FF specimens were analyzed for Hg, Cd and Pb using sector field-inductively coupled plasma-mass spectrometry (SF-ICP-MS). Variability sources were assessed by nested ANOVA. Multivariable regression was used to evaluate associations for square root transformed metals with IVF outcomes, adjusting for confounders.
An inverse association is detected for FF Pb and fertilization (relative risk (RR) = 0.68, P = 0.026), although positive for Cd (RR = 9.05, P = 0.025). While no other statistically significant associations are detected, odds ratios (OR) are increased for embryo cleavage with Hg (OR = 3.83, P = 0.264) and Cd (OR = 3.18, P = 0.644), and for embryo fragmentation with Cd (OR = 4.08, P = 0.586) and Pb (OR = 2.22, P = 0.220). Positive estimates are observed for Cd with biochemical (RR = 19.02, P = 0.286) and clinical pregnancies (RR = 38.80, P = 0.212), yet with very low precision.
We have identified associations between trace amounts of Pb and Cd in FF from a single follicle, and oocyte fertilization.
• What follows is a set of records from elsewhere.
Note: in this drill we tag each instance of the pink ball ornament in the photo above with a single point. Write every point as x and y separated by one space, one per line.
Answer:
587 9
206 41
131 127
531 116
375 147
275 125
Yet, the likelihood of biological variation in trace element concentrations within and between follicles, coupled with levels that are near the limits of detection suggest that future work should examine multiple follicles using a ‘one follicle-one oocyte/embryo’ approach. A larger study is merited to assess more definitively the role that these environmental factors could play with respect to egg quality in IVF programs.